Un frère ? Mais personne n'avait jamais mentionné un deuxième enfant dans la famille Hale, comment était-ce possible ?

Margaret recula un peu, donnant à leur discussion une apparence plus convenable aux éventuels regards extérieurs. Elle lui expliqua rapidement l'histoire de son frère Frederick, de la mutinerie et de la menace qui planait sur lui s'il tentait de remettre les pieds en Angleterre.

— Alors je suis heureux d'avoir pu contribuer à sa survie, malgré les malentendus que cela a engendré.

— Maintenant que je suis la seule Hale à détenir ce secret, je me sens plus libre de vous le dire. Mais personne d'autre ne doit l'apprendre. Higgins le sait sûrement déjà, grâce à Mary.

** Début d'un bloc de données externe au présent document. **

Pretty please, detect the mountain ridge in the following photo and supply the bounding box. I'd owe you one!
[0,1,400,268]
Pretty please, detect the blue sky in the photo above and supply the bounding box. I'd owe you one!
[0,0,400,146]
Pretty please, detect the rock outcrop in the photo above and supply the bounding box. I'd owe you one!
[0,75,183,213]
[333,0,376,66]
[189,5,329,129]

Margaret planta un regard sérieux dans le sien, et John hocha la tête.

— Je vous promets, sur mon honneur, que jamais personne ne saura que votre frère est venu ici.

Le sourire ravi qu'elle lui adressa le réchauffa bien plus qu'il ne l'aurait pensé.

— Merci pour tout, John.

Le souffle lui manqua soudain devant la sincérité qu'il lut dans ses yeux.

— Venez quand vous le pouvez, et écrivez-moi le plus possible. Nous ne pouvons rien concrétiser tant que je porte le deuil, mais j'attendrai de vos nouvelles avec impatience. Margaret baissa brièvement les yeux avant de les fixer sur lui. Au revoir.

Sur un dernier sourire, elle se retourna et descendit les escaliers, cette fois en faisant attention. Elle allait monter dans le fiacre lorsque John l'arrêta. Il ne savait pas comment il était arrivé aussi rapidement auprès d'elle, mais il ne voulait pas la laisser partir sans avoir fait une chose. Il prit délicatement sa main et déposa un baiser sur ses phalanges rougies par le froid.

— Margaret, attendez-moi. Si vous voulez de moi, je viendrai à vous. Ecrivez-moi aussi. A l'usine, comme ça au moins Mère et Fanny ne s'en mêleront pas, ajouta-t-il dans un souffle, souriant comme il l'avait rarement fait.

Margaret acquiesça, et il l'aida à monter dans la calèche, ne lâchant sa main qu'au dernier moment.

John ne retint pas la larme qui s'échappa de son œil alors que la voiture quittait la cour. Son cœur bondissait de joie, et il était heureux de l'inattention de Margaret, qui leur avait permis de régler bien des choses, de balayer les regrets qu'il avait de la voir partir. Parce qu'elle reviendrait.